北极驱邪院是道教中负责考召鬼神的重要机构,其核心职能是对鬼神进行审判,过程包括召请鬼神显形、审讯并依据“天律”作出处置。该机构所执掌的律法称为《上清骨髓灵文鬼律》,虽以“鬼律”为名,实际由三部分组成:“鬼律”主要针对为祸鬼祟的惩处;“玉格”侧重对神灵的奖罚,体现一定的法度规范;“行法仪式”则规定了法师行法时应遵循的礼仪及奏章文牒的书写格式。据该典籍记载,这些内容均属北极驱邪院的管辖范围,按《上清骨髓灵文鬼律》的说法“鬼律者,天曹割判,入驱邪院,北帝主而行之。玉格并行法仪式者,玉帝特赐驱邪院以掌判也。”

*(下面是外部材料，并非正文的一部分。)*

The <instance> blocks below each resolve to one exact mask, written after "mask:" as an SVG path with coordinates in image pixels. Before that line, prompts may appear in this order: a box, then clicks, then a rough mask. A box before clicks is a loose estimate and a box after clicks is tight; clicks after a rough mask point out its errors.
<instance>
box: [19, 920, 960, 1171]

“律”是刑法法典,是禁止法,是对犯人的惩戒法。道教律法也是惩戒之法,属于道教的戒律,它约束的对象是道教徒以及鬼神,是对道教徒和鬼神行为的规范和奖罚。宋代以前的道教律法体系虽已初步形成,但其约束对象主要集中于神灵与道教徒,对“鬼”的系统性律法约束则较为罕见。如汉代《太平经》就已经存在人如果行为失当,就会遭到“天”或鬼神处罚的思想。东晋南北朝,道教出现了大量的戒律,其中的“戒”是对道教徒行为的警戒;而“律”则是一些道教的刑罚。

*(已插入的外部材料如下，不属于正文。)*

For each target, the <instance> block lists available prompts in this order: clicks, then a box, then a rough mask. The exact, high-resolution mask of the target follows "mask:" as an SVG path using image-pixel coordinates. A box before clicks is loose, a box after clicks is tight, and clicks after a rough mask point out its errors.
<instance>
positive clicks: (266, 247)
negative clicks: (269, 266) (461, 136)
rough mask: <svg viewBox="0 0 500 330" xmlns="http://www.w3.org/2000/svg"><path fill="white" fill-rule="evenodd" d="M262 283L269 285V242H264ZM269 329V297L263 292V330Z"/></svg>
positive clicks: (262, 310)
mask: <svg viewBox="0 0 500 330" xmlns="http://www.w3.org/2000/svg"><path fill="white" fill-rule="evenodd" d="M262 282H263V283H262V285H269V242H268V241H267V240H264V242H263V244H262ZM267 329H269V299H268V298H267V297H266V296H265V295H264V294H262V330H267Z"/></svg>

与“律”有关的道教经文有《女青鬼律》、《九真明科》、《四极明科》、《玄都律》等。这些道教律法约束的对象便是道教徒及鬼神。其中《太真玉帝四极明科经》中记载了对玩忽职守,不能胜任职责的神灵,其主要的处罚手段是降低仙职。《玄都律文》等律法中,对道教徒有关的刑罚主要有三种:对道教徒日常行为失当的惩罚;对法师行法时的过失进行的惩罚;对学道者传授符箓经典时不遵规范而施行的惩罚。惩罚手段有轻有重。轻的有降职、罚钱等,重的则有减寿、“殃及后世”及不得成仙、死后入地狱受刑等。至唐代,道教律法在惩戒对象上并没有太大的变化,但是在惩罚手段上又出现了五刑、七刑、考杖等处罚方式。

宋代以前的道教律法主要约束对象是神灵与道教徒,而针对鬼怪的律法则相对稀少。真正可被视为具备“鬼律”实质内容的文献,当推早期正一派的重要经典《女青鬼律》。该经由太上大道降授张道陵,以“纪天下鬼神姓名吉凶之术”为核心,强调通过知晓鬼名以驱邪伏魔,达到“万鬼不干”的效果。经文中的律条多与驱邪相关,包括对行为失当导致鬼祟横行的道徒进行处罚,例如减算等惩处方式;同时也提出应“收治”滥杀善人的恶鬼,要求“明遵道科”,但并未详列处罚鬼怪的具体律文。
而北极驱邪院的《上清骨髓灵文鬼律》中曾引用《女青鬼律》和《玄都律文》中现已佚失的条文,如“当天圆三币”(相当于流放之刑)和“分形散影”等对鬼怪的处罚方式,暗示早期正一派律法中确有“鬼律”部分,只是原文多已散佚此外,考古发现的晋南朝墓券材料中多次出现“如女青诏书律令”、“依玄都鬼律治罪”等字样,反映出在实际宗教实践中,道士常援引这类律法命令地下神吏约束鬼官、护卫亡魂,违者将依律惩处。这类材料也表明《女青鬼律》等经典在早期鬼神审判仪式中具有实际效力。
唐代道教延续并发展了依律治鬼的思想。《金锁流珠引》中引用已供失的《太上老君金口科玉条正律》,指出其内容可“制鬼伏神”,并称该律设“金科玉律”数以万条,用于诛斩精魅妖邪。然而这类律书同样没有完整保留处罚鬼怪的具体条文,仅存如何发牒召神、行仪制鬼的仪式性规定——其功能更接近《上清骨髓灵文鬼律》中的“行法仪式”,侧重于程序而非实体法。
总而言之,宋代以前的道教律法中确实出现了针对鬼怪的处罚思想,尤其在正一派的传统中,发展出一套依托“鬼律”名义的劾鬼法术和司法神话。这类“鬼律”思想强调依天律收治鬼祟,构建了道教独特的幽冥司法观念,为宋代编撰《上清骨髓灵文鬼律》这样体系严密的鬼律法典奠定了基础。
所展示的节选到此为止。